Nullement essoufflée après avoir monté l’escalier, Vicki Khan articule à l’attention de l’assistante de Manuel « Il est là ? » en montrant la porte entrouverte. L’assistante est au téléphone. Sans interrompre le flot de sa conversation, elle hoche la tête et agite la main.
Vicki glisse la tête par l’entrebâillement et demande :
– Vous avez une minute ?
Clifford Manuel, les mains nouées derrière la tête, contemple le port dix étages plus bas et fait pivoter son énorme fauteuil en cuir.
– Bien sûr.
– Fortune Appollis a été transféré, annonce-t-elle en observant la réaction de Manuel.
Aucun tressaillement de la bouche, aucune lueur dans le regard.
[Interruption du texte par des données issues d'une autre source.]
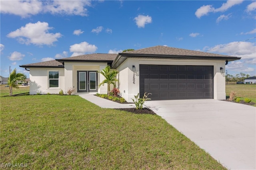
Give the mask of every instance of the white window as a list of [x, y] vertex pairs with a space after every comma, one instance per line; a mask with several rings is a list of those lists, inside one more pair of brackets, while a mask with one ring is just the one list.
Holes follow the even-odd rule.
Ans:
[[59, 87], [59, 72], [49, 72], [49, 87]]

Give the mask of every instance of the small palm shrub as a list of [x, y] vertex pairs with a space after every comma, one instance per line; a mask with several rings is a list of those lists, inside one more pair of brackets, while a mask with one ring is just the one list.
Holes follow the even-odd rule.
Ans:
[[240, 103], [240, 98], [239, 98], [239, 97], [237, 97], [236, 98], [236, 100], [235, 100], [235, 102], [236, 102], [236, 103]]
[[64, 95], [64, 92], [63, 92], [63, 90], [62, 89], [60, 89], [60, 92], [59, 92], [59, 94], [60, 95]]
[[69, 95], [71, 95], [74, 91], [75, 91], [75, 89], [73, 88], [72, 87], [70, 87], [68, 90], [68, 91], [67, 91], [67, 93]]
[[235, 98], [236, 96], [236, 93], [234, 91], [231, 92], [231, 93], [230, 93], [230, 95], [229, 96], [229, 100], [232, 101]]
[[111, 92], [113, 93], [114, 96], [119, 96], [120, 91], [119, 91], [119, 89], [117, 88], [114, 88], [112, 89], [112, 90], [111, 90]]
[[148, 96], [149, 94], [151, 94], [151, 93], [148, 93], [146, 95], [146, 93], [147, 92], [146, 92], [144, 94], [144, 95], [143, 96], [142, 98], [139, 98], [139, 96], [140, 94], [139, 93], [138, 93], [137, 95], [134, 95], [134, 98], [135, 98], [135, 100], [134, 100], [132, 98], [132, 101], [135, 104], [135, 108], [136, 108], [136, 109], [140, 109], [141, 110], [143, 108], [143, 104], [144, 104], [145, 102], [147, 100], [151, 100], [151, 99], [148, 98]]
[[121, 98], [120, 99], [120, 102], [121, 103], [124, 103], [126, 102], [126, 101], [125, 100], [125, 99], [124, 99], [124, 98]]
[[244, 102], [245, 102], [246, 103], [250, 103], [252, 102], [252, 100], [248, 98], [245, 98]]

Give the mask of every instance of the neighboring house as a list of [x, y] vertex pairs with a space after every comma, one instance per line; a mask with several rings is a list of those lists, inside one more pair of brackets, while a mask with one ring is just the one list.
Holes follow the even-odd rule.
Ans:
[[29, 79], [29, 78], [26, 78], [24, 80], [24, 82], [26, 84], [30, 83], [30, 80]]
[[245, 84], [256, 84], [256, 76], [249, 77], [244, 80], [244, 83]]
[[0, 84], [7, 84], [8, 78], [0, 76]]
[[98, 71], [119, 72], [117, 87], [128, 102], [140, 93], [152, 100], [226, 99], [225, 66], [239, 57], [157, 46], [118, 54], [92, 54], [22, 65], [30, 70], [30, 94], [107, 94]]

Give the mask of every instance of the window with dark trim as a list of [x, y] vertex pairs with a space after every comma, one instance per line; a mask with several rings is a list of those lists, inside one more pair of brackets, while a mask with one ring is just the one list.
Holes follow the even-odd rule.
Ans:
[[59, 72], [49, 72], [49, 87], [59, 87]]

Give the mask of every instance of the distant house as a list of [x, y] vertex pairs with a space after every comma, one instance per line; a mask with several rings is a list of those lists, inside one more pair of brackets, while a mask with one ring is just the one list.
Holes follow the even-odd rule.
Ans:
[[244, 80], [245, 84], [256, 84], [256, 76], [249, 77]]
[[25, 83], [26, 83], [26, 84], [30, 83], [30, 80], [29, 79], [29, 78], [26, 78], [24, 80], [24, 82]]
[[0, 76], [0, 84], [7, 84], [8, 78]]

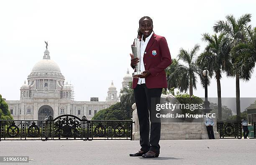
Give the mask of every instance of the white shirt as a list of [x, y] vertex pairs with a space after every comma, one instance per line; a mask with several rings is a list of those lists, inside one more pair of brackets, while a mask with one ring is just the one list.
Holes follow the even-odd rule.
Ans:
[[[144, 57], [144, 53], [145, 53], [145, 50], [146, 50], [146, 48], [147, 47], [147, 45], [148, 45], [148, 41], [149, 41], [149, 39], [151, 38], [152, 35], [153, 34], [154, 32], [152, 32], [150, 35], [148, 37], [147, 37], [145, 40], [145, 42], [141, 39], [141, 49], [140, 49], [140, 53], [141, 53], [141, 57], [140, 58], [140, 66], [141, 66], [141, 71], [143, 72], [145, 71], [145, 67], [144, 66], [144, 62], [143, 62], [143, 57]], [[143, 38], [143, 35], [142, 35], [142, 38]], [[145, 78], [139, 78], [138, 81], [138, 84], [145, 84]]]

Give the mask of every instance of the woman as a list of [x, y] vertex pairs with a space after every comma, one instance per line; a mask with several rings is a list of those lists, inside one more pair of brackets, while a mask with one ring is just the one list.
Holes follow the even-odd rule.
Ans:
[[139, 78], [133, 78], [132, 86], [140, 126], [141, 148], [130, 156], [155, 158], [160, 153], [161, 126], [160, 119], [156, 117], [156, 104], [160, 103], [163, 88], [167, 87], [164, 70], [171, 65], [172, 59], [165, 38], [156, 35], [153, 30], [152, 19], [147, 16], [142, 18], [139, 26], [138, 38], [141, 40], [140, 59], [134, 58], [132, 54], [130, 55], [132, 68], [134, 69], [140, 61], [141, 71], [143, 72]]

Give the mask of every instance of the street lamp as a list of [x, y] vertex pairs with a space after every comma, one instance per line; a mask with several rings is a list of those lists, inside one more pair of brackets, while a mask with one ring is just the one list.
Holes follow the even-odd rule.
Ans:
[[205, 68], [205, 70], [202, 72], [203, 75], [205, 78], [205, 101], [204, 101], [203, 113], [206, 114], [210, 111], [210, 102], [208, 101], [208, 90], [207, 86], [208, 86], [208, 76], [209, 75], [209, 70], [207, 68]]

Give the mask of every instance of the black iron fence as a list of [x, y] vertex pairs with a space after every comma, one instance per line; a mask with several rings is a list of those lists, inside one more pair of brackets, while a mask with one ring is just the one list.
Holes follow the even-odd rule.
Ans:
[[242, 138], [241, 120], [217, 120], [217, 131], [220, 138]]
[[45, 120], [0, 120], [0, 141], [132, 140], [132, 120], [90, 120], [64, 115]]

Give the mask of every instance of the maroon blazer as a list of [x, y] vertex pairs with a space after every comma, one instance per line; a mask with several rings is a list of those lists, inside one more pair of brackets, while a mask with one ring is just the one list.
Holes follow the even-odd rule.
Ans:
[[[167, 88], [167, 80], [164, 69], [172, 63], [172, 58], [164, 37], [154, 33], [152, 35], [145, 51], [143, 62], [145, 70], [148, 70], [151, 73], [145, 78], [147, 88]], [[133, 78], [133, 89], [136, 88], [138, 81], [138, 78]]]

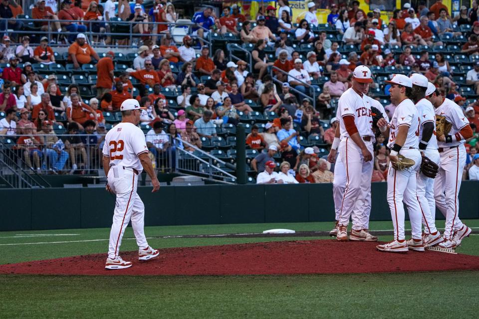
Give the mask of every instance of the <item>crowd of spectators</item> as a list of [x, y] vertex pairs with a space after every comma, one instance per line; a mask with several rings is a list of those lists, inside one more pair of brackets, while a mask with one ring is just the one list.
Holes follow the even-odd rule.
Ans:
[[[45, 142], [45, 149], [55, 150], [55, 156], [51, 151], [35, 151], [39, 149], [35, 142], [38, 136], [54, 134], [51, 129], [61, 122], [69, 133], [95, 135], [99, 147], [98, 132], [111, 127], [104, 112], [117, 113], [126, 99], [136, 98], [147, 108], [140, 123], [149, 126], [148, 146], [156, 159], [165, 156], [162, 154], [171, 157], [176, 148], [194, 152], [202, 148], [204, 139], [217, 137], [217, 128], [236, 126], [245, 119], [250, 123], [257, 112], [265, 120], [251, 124], [246, 141], [247, 147], [259, 152], [251, 161], [251, 170], [269, 175], [258, 175], [257, 182], [331, 182], [333, 167], [323, 158], [337, 125], [335, 107], [339, 97], [351, 87], [352, 71], [361, 64], [371, 68], [379, 80], [371, 85], [370, 94], [382, 103], [388, 100], [389, 94], [382, 78], [399, 70], [420, 72], [444, 96], [463, 106], [470, 122], [477, 127], [479, 103], [463, 95], [465, 88], [472, 90], [469, 97], [479, 95], [479, 59], [472, 63], [468, 60], [464, 65], [473, 65], [464, 71], [452, 57], [479, 53], [476, 0], [471, 8], [461, 7], [454, 17], [441, 0], [429, 8], [423, 1], [415, 7], [407, 3], [395, 10], [387, 22], [381, 18], [379, 8], [366, 13], [358, 1], [350, 6], [336, 2], [329, 1], [326, 28], [319, 27], [315, 11], [324, 7], [321, 1], [309, 2], [300, 18], [293, 16], [286, 0], [278, 1], [275, 7], [260, 5], [254, 16], [242, 12], [237, 4], [224, 5], [219, 17], [207, 7], [193, 15], [191, 33], [177, 43], [167, 24], [146, 23], [174, 23], [179, 17], [174, 5], [163, 0], [156, 0], [149, 10], [143, 0], [131, 5], [121, 0], [117, 6], [111, 0], [99, 4], [94, 0], [36, 1], [32, 17], [61, 21], [34, 24], [42, 30], [49, 27], [70, 32], [53, 40], [68, 46], [66, 63], [76, 70], [85, 65], [96, 66], [95, 96], [82, 97], [81, 85], [73, 83], [61, 90], [57, 75], [42, 76], [33, 68], [38, 63], [47, 67], [56, 63], [54, 47], [46, 37], [40, 39], [39, 45], [31, 46], [28, 36], [15, 32], [23, 25], [10, 18], [23, 11], [14, 0], [5, 0], [0, 4], [2, 23], [7, 23], [2, 27], [14, 32], [4, 35], [0, 44], [0, 63], [8, 63], [0, 68], [0, 111], [4, 112], [0, 132], [27, 134], [28, 138], [17, 142], [28, 144], [24, 149], [29, 152], [23, 155], [33, 169], [42, 169], [43, 154], [52, 170], [63, 169], [69, 159], [69, 167], [75, 170], [77, 160], [91, 162], [85, 145], [92, 141], [60, 139], [64, 144], [61, 147], [53, 140]], [[111, 31], [108, 22], [115, 16], [134, 21], [133, 32], [141, 36], [134, 43], [139, 47], [134, 49], [137, 54], [131, 67], [120, 74], [115, 69], [118, 62], [115, 52], [98, 53], [85, 35], [91, 30], [104, 44], [128, 44], [101, 35]], [[471, 27], [462, 31], [463, 25]], [[242, 60], [230, 61], [226, 47], [211, 51], [203, 39], [213, 33], [231, 34], [242, 43], [250, 43], [251, 65]], [[450, 51], [447, 40], [456, 37], [464, 40], [458, 42], [455, 51]], [[461, 74], [463, 78], [458, 76]], [[392, 116], [395, 106], [383, 104]], [[389, 151], [382, 138], [377, 139], [375, 149], [373, 179], [378, 181], [385, 179], [389, 164]], [[477, 139], [476, 134], [468, 141], [468, 170], [474, 170]], [[273, 170], [268, 171], [268, 167]], [[466, 171], [465, 178], [468, 175]]]

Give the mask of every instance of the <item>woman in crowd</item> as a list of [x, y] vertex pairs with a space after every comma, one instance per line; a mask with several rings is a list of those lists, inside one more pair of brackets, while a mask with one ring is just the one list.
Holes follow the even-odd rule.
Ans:
[[46, 93], [50, 94], [50, 103], [51, 107], [53, 108], [53, 111], [60, 113], [60, 114], [65, 112], [66, 108], [63, 104], [63, 97], [62, 95], [58, 95], [56, 91], [58, 89], [58, 87], [55, 83], [50, 83], [46, 87]]
[[223, 118], [224, 123], [231, 123], [235, 126], [238, 125], [240, 116], [236, 112], [236, 108], [232, 104], [231, 98], [228, 96], [223, 100], [223, 105], [216, 109], [217, 114]]
[[326, 64], [326, 71], [328, 73], [331, 71], [336, 71], [339, 68], [339, 61], [341, 60], [341, 54], [337, 52], [331, 54], [328, 62]]
[[28, 100], [23, 94], [23, 87], [19, 84], [15, 87], [15, 100], [16, 101], [16, 108], [18, 111], [20, 111], [23, 108], [26, 108], [27, 110], [31, 110], [31, 105], [28, 104]]
[[300, 183], [316, 182], [314, 176], [311, 175], [311, 170], [306, 164], [301, 164], [299, 166], [299, 171], [296, 174], [296, 180]]
[[96, 22], [98, 21], [102, 21], [103, 19], [103, 13], [98, 9], [98, 4], [92, 1], [88, 5], [88, 8], [87, 9], [85, 13], [85, 16], [83, 17], [83, 20], [85, 21], [95, 21], [93, 23], [90, 22], [84, 22], [86, 24], [88, 30], [91, 30], [94, 32], [104, 32], [106, 31], [105, 24], [104, 22]]
[[323, 46], [323, 42], [318, 40], [314, 42], [314, 53], [316, 53], [316, 60], [320, 65], [326, 65], [326, 50]]
[[263, 75], [267, 70], [268, 66], [272, 65], [273, 62], [268, 62], [266, 57], [266, 52], [264, 48], [266, 47], [266, 42], [263, 39], [259, 39], [254, 46], [254, 48], [251, 52], [253, 59], [253, 67], [255, 70], [259, 70], [258, 79], [262, 79]]
[[184, 63], [181, 67], [181, 72], [176, 78], [176, 84], [178, 85], [187, 84], [191, 87], [196, 88], [200, 80], [193, 73], [193, 64], [191, 62]]
[[306, 19], [302, 19], [299, 21], [299, 25], [294, 34], [296, 34], [296, 39], [301, 43], [311, 43], [315, 39], [314, 34], [310, 29], [309, 23]]
[[401, 34], [396, 26], [396, 22], [394, 21], [389, 21], [388, 27], [384, 29], [384, 41], [386, 44], [391, 45], [401, 46]]
[[221, 49], [218, 49], [215, 51], [213, 56], [213, 63], [217, 69], [225, 71], [226, 70], [226, 64], [228, 61], [225, 58], [225, 51]]
[[386, 178], [389, 168], [389, 157], [386, 153], [386, 146], [384, 144], [378, 145], [377, 152], [378, 154], [374, 158], [374, 169], [379, 170]]
[[243, 22], [243, 25], [241, 27], [241, 31], [240, 32], [240, 35], [241, 37], [241, 40], [244, 43], [254, 43], [257, 41], [254, 37], [251, 34], [251, 22], [246, 20]]
[[283, 104], [277, 93], [274, 92], [274, 84], [273, 83], [268, 83], [264, 86], [260, 100], [263, 110], [268, 112], [275, 112]]
[[276, 182], [282, 180], [283, 184], [297, 184], [299, 182], [289, 172], [289, 163], [284, 161], [279, 165], [279, 172], [276, 176]]
[[26, 100], [28, 104], [33, 107], [41, 102], [41, 94], [38, 94], [38, 85], [36, 83], [30, 85], [30, 91], [31, 93], [26, 97]]
[[166, 20], [168, 22], [175, 23], [178, 19], [178, 14], [175, 10], [175, 6], [171, 2], [166, 5]]
[[348, 10], [342, 10], [339, 12], [339, 16], [336, 20], [336, 29], [339, 31], [341, 34], [344, 34], [346, 30], [350, 26], [349, 18], [348, 17]]
[[165, 102], [165, 100], [162, 98], [158, 98], [155, 100], [155, 112], [163, 123], [172, 123], [175, 121], [175, 117], [168, 109], [168, 107]]

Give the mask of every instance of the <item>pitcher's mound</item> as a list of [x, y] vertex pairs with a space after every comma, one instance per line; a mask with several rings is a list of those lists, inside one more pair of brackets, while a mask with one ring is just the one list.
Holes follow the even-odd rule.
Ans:
[[124, 252], [130, 268], [106, 270], [105, 254], [0, 265], [1, 274], [44, 275], [228, 275], [338, 274], [479, 270], [479, 257], [436, 251], [406, 254], [376, 250], [375, 242], [309, 240], [160, 250], [139, 262]]

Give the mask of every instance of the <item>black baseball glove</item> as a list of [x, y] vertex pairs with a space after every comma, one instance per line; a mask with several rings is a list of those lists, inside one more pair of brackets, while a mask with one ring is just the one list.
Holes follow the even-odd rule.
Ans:
[[372, 106], [371, 107], [371, 116], [373, 117], [373, 127], [375, 129], [377, 128], [378, 127], [378, 121], [384, 118], [383, 116], [383, 113], [377, 108]]
[[431, 178], [434, 178], [436, 177], [436, 175], [437, 175], [439, 169], [439, 165], [426, 157], [423, 157], [419, 171], [422, 173], [423, 175]]

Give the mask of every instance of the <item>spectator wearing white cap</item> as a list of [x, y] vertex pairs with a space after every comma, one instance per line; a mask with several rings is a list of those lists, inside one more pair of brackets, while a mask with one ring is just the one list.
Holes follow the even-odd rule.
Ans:
[[[65, 27], [67, 31], [71, 32], [68, 36], [68, 40], [69, 42], [72, 43], [74, 42], [76, 38], [77, 32], [86, 32], [86, 26], [71, 22], [72, 20], [81, 20], [82, 15], [80, 16], [78, 12], [71, 7], [70, 0], [64, 0], [61, 5], [61, 9], [58, 11], [58, 19], [63, 20], [60, 22], [62, 27]], [[97, 59], [98, 60], [99, 59]]]
[[303, 68], [309, 74], [309, 76], [313, 79], [317, 79], [322, 75], [322, 68], [316, 60], [316, 53], [312, 51], [308, 52], [306, 60], [303, 63]]
[[[73, 66], [78, 69], [81, 64], [96, 64], [100, 57], [89, 44], [85, 43], [86, 36], [83, 33], [78, 33], [76, 40], [68, 48], [68, 60], [73, 62]], [[92, 57], [94, 60], [92, 59]]]

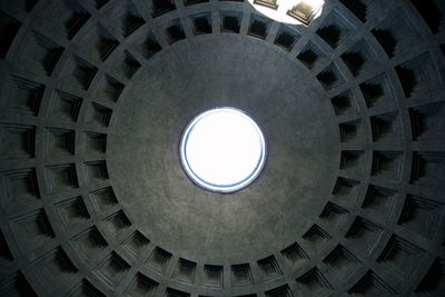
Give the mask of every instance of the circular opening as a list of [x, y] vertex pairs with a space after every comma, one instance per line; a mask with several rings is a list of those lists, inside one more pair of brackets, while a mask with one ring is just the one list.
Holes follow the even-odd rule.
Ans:
[[266, 17], [290, 24], [308, 26], [322, 14], [325, 0], [248, 0]]
[[216, 108], [197, 116], [180, 141], [180, 160], [198, 186], [220, 192], [247, 187], [259, 175], [266, 143], [256, 122], [241, 110]]

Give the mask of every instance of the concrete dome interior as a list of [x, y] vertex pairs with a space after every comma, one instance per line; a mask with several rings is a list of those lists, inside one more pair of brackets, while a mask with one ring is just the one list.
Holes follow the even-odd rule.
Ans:
[[[444, 16], [0, 0], [0, 296], [444, 296]], [[233, 194], [179, 158], [216, 107], [267, 140]]]

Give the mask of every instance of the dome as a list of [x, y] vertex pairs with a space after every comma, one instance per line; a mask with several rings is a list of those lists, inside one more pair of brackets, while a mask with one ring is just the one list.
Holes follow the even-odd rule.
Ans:
[[444, 296], [445, 3], [250, 2], [0, 1], [0, 296]]

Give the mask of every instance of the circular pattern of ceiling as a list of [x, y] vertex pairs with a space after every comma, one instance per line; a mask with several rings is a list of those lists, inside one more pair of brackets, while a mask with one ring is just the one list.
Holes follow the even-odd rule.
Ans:
[[200, 187], [233, 192], [247, 187], [266, 160], [261, 130], [246, 113], [216, 108], [187, 126], [179, 147], [184, 170]]
[[[0, 1], [0, 296], [443, 296], [444, 6]], [[267, 139], [231, 195], [178, 154], [216, 106]]]

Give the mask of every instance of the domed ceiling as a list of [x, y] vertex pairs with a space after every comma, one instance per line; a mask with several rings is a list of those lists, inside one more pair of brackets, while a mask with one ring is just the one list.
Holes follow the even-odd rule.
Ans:
[[[445, 3], [0, 1], [0, 296], [444, 296]], [[184, 171], [197, 115], [266, 165]]]

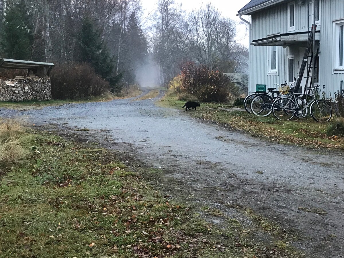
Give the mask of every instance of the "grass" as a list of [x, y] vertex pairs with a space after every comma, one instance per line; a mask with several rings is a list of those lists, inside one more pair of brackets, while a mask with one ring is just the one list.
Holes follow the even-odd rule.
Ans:
[[7, 167], [24, 160], [27, 152], [23, 148], [26, 137], [23, 128], [13, 120], [0, 120], [0, 175]]
[[49, 100], [26, 100], [20, 102], [0, 101], [0, 108], [23, 110], [42, 108], [50, 106], [61, 106], [70, 103], [82, 103], [90, 102], [109, 101], [114, 99], [130, 98], [139, 95], [141, 91], [137, 87], [133, 86], [123, 89], [119, 96], [110, 93], [97, 97], [82, 99], [51, 99]]
[[219, 228], [195, 216], [115, 153], [16, 125], [8, 133], [25, 138], [27, 153], [0, 180], [0, 257], [302, 257], [249, 240], [238, 222]]
[[[170, 96], [164, 97], [157, 104], [163, 107], [179, 108], [183, 106], [184, 102], [176, 100], [175, 96]], [[245, 111], [221, 109], [229, 106], [225, 104], [203, 103], [199, 110], [188, 114], [272, 141], [310, 148], [344, 149], [344, 137], [326, 134], [329, 123], [317, 123], [310, 117], [281, 121], [276, 120], [272, 115], [260, 117]]]
[[159, 95], [159, 90], [158, 89], [152, 89], [145, 95], [137, 99], [136, 100], [144, 100], [154, 98]]

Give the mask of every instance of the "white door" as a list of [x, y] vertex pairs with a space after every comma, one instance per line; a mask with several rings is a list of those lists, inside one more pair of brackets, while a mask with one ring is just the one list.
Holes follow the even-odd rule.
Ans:
[[[296, 72], [297, 76], [295, 76], [297, 77], [297, 75], [298, 75], [299, 73], [300, 72], [300, 67], [301, 65], [302, 64], [302, 61], [303, 60], [303, 55], [304, 55], [304, 52], [305, 51], [306, 51], [306, 48], [305, 47], [300, 47], [299, 49], [299, 62], [298, 63], [297, 71]], [[306, 67], [304, 69], [304, 72], [302, 75], [302, 80], [301, 81], [301, 87], [302, 87], [302, 89], [304, 88], [304, 86], [306, 85], [306, 82], [307, 80], [307, 79], [305, 77], [307, 76], [307, 68]], [[311, 73], [309, 75], [310, 76], [312, 76], [311, 71]], [[310, 84], [311, 80], [309, 79], [308, 80], [308, 85], [307, 85], [307, 87], [309, 87]]]

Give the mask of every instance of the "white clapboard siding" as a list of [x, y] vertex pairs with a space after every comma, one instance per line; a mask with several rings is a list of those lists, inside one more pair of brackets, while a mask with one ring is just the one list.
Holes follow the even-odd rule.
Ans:
[[[288, 4], [286, 1], [252, 14], [251, 15], [252, 40], [266, 37], [276, 33], [288, 32], [307, 32], [308, 26], [307, 0], [304, 4], [295, 4], [295, 30], [288, 32]], [[334, 56], [333, 21], [344, 19], [344, 0], [321, 0], [320, 54], [319, 56], [319, 82], [325, 85], [327, 93], [332, 93], [339, 89], [341, 80], [344, 80], [344, 74], [333, 73]], [[298, 73], [298, 62], [299, 48], [305, 46], [295, 45], [283, 49], [278, 48], [278, 72], [277, 74], [268, 74], [268, 46], [251, 46], [251, 66], [249, 91], [254, 91], [256, 85], [266, 84], [267, 87], [275, 83], [281, 83], [288, 79], [288, 55], [295, 56], [295, 76]]]

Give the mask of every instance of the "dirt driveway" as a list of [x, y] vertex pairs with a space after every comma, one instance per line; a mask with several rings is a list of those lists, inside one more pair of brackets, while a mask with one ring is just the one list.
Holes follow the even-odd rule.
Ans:
[[[182, 108], [157, 107], [155, 100], [0, 109], [0, 116], [53, 124], [106, 147], [120, 147], [127, 157], [163, 169], [146, 179], [174, 198], [239, 220], [244, 219], [236, 206], [250, 207], [298, 235], [293, 245], [308, 256], [344, 256], [342, 153], [251, 137], [191, 118]], [[75, 131], [84, 127], [90, 131]]]

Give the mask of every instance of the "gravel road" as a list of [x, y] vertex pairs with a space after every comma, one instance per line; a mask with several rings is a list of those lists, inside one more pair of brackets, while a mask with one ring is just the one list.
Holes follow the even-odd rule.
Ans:
[[121, 144], [146, 165], [164, 169], [154, 180], [170, 195], [229, 215], [235, 212], [228, 203], [244, 204], [300, 234], [294, 244], [308, 256], [344, 256], [342, 153], [251, 137], [191, 118], [181, 108], [157, 107], [155, 100], [2, 108], [0, 116], [69, 132], [86, 127], [90, 131], [83, 132], [104, 146]]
Seules ses mains se séparent et reviennent se poser sur le bureau.
– Au Constantiaberg, précise Vicki.
– Je vois.
– Vous vouliez être tenu informé.
– Exact. Merci. (Ses doigts se joignent de nouveau.) Ce sont les parents qui vous l’ont dit ?
Vicki fait deux pas à l’intérieur du bureau et s’arrête derrière un fauteuil disposé face à Manuel ; ses mains se posent légèrement sur le dossier. Manuel ne l’invite pas à s’asseoir.
– Non, c’est notre enquêteur, Fish Pescado. Il m’a appelée de l’hôpital.
Hochement de tête de Manuel.
– Le Constantiaberg ?
– Le Groote Schurr.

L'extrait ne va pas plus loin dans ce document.